VICTORIA - You got a pretty good indication of why Premier Gordon Campbell and the government are losing the battle with teachers Monday.
The demonstration on the legislature lawn was impressive, certainly one of the largest of the last several years.
But it wasn't just the size.
I ran into a former co-worker, a semi-retired sales manager who valued individual enterprise and I am sure has never voted NDP in his life. He looked a little sheepish, or uncomfortable. "I never though I'd be at one of these things," he said, looking around at the signs and cheering crowd.
But his wife is a teacher, and against all odds and inclinations, he was part of the protest.
The government has badly misjudged the public's attitude in this dispute.
It has been a surprise. People generally don't support illegal strikes. The rule of law is important, and the public rightly expects it to apply to everyone.
But the teachers have proved an exception, an indication that the public believes they have been treated unfairly by the government.
It's a reality the Liberals have not accepted.
As the protesters got organized for the march, Campbell launched a pre-emptive strike by press conference.
It would have been a good time for something new, something that addressed the public perception of unfairness and the teachers' issues.
But Campbell stuck with the hard line. No talks of any kind as long as the strike continues. No new incentives to end the strike, not even the tiny kind of concessions that could let the BC Teachers' Federation consider a tactical retreat.
"This is not a labour dispute, as this illegal action has been characterized by some unions," Campbell said. "This is a question of law and how to move forward." That means the government has no obligation to talk with teachers until they quit breaking the law.
But it is a labour dispute, despite the premier's wishful thinking. It's about wages and working conditions, and the right of people to form a union and bargain.
The dispute is also about the law, and public opinion, and politics. But it's a fantasy to pretend there aren't real issues.
What's needed is the ability to accept reality.

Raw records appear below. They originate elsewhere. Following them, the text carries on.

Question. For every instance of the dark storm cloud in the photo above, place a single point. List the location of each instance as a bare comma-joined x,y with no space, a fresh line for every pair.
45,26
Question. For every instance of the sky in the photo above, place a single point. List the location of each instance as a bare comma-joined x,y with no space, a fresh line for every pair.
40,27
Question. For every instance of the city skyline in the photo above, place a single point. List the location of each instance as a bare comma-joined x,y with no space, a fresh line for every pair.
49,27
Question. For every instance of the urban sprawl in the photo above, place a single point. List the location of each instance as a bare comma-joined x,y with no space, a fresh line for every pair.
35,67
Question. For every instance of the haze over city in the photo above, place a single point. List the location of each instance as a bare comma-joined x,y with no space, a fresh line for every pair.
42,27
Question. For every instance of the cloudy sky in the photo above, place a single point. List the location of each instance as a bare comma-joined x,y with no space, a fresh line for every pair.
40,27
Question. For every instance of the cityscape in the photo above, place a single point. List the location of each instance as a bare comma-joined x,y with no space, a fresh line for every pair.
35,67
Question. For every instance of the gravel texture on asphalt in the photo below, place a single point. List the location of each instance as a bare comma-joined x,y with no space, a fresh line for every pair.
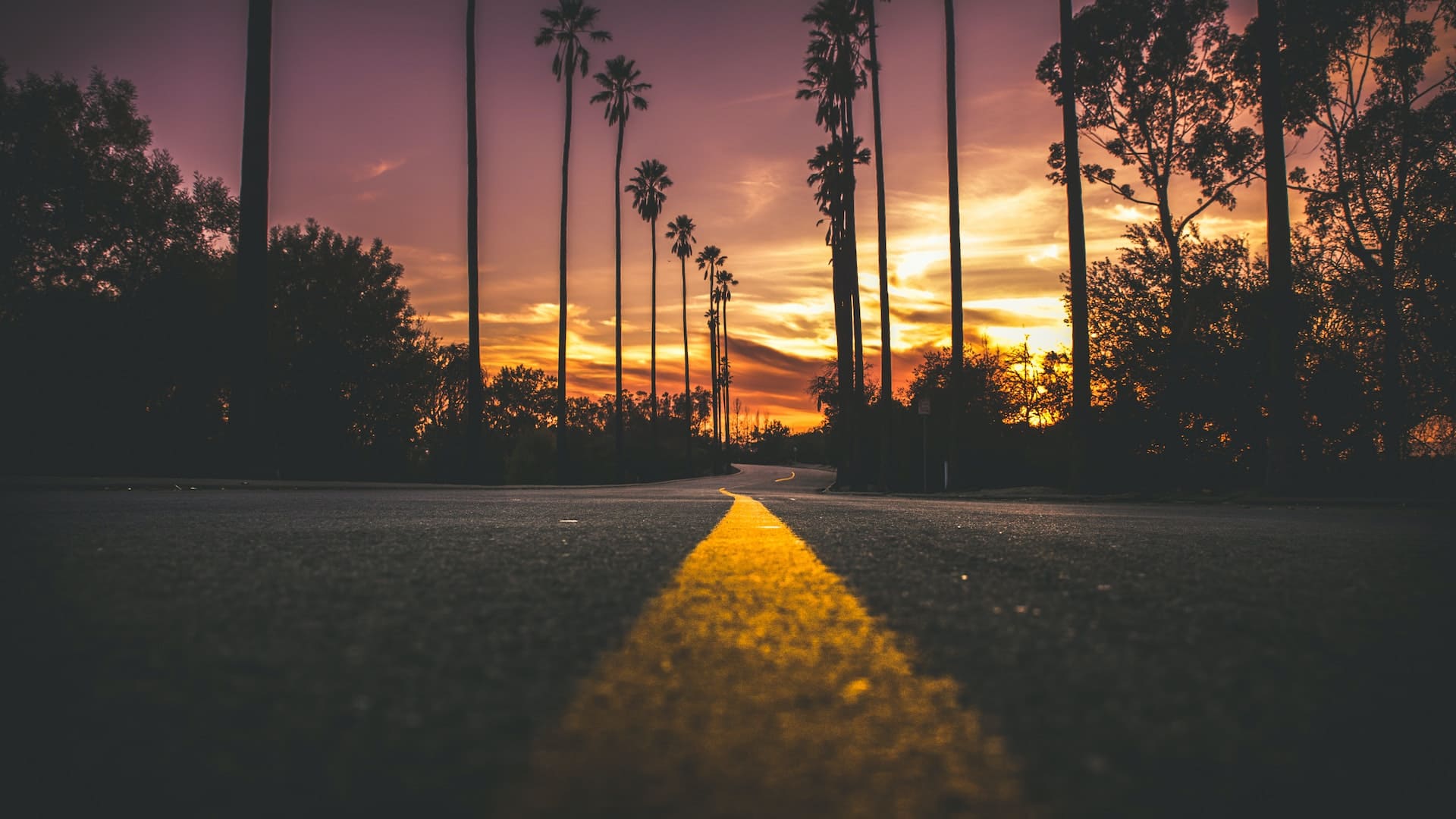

Unions have staged illegal strikes before, and it makes employers furious. Most figure they have to live with the law, and the union should too. It's an entirely understandable frustration.
But employers recognize that the courts can handle the legal questions. The BC Supreme Court has all the tools needed to ensure Jinny Sims and the union are held accountable, and the full mandate to enforce the law. The government - like other employers - can safely step back. The courts don't like being treated contemptuously.
And smart employers keep lines of communication open, and are available for talks.
Not just the private sector. The law around charging unions with criminal contempt for illegal strikes was shaped by a 1992 Supreme Court of Canada decision on a strike by Alberta nurses.
The court upheld the principle that that unions could face criminal contempt charges.
But reading the background is interesting. Alberta's Conservative government charged the union with criminal contempt of court when it struck in 1988. But on the same day, it appointed a mediator to help resolve the dispute.
While the nurses' union was appearing in court, the government named a second conciliator. Talks continued.
The Alberta government response recognized that the courts could deal with the lack of respect for the law. The employer's dominant interest was in getting nurses - or in this case teachers - back to work on acceptable terms.
That's a challenge. Sims says the union will bend, but its track record isn't good.
Still the government's obligation - like any employer - is to solve the problem. It may be deeply troubled by the union's illegal strike, but it should be more troubled that kids are out of school.
This dispute has already cost more than four million pupil days - more than were lost in 10 years under the NDP.
That should be the government's main concern.
Footnote: Special prosecutor Len Doust, appointed Monday, is going slow on criminal contempt charges. Teachers would have to be seen as challenging the rule of the courts; SIms has been careful to say that the union's fight is with the government, not the courts. It's no excuse, but it could save the union from the toughest penalties.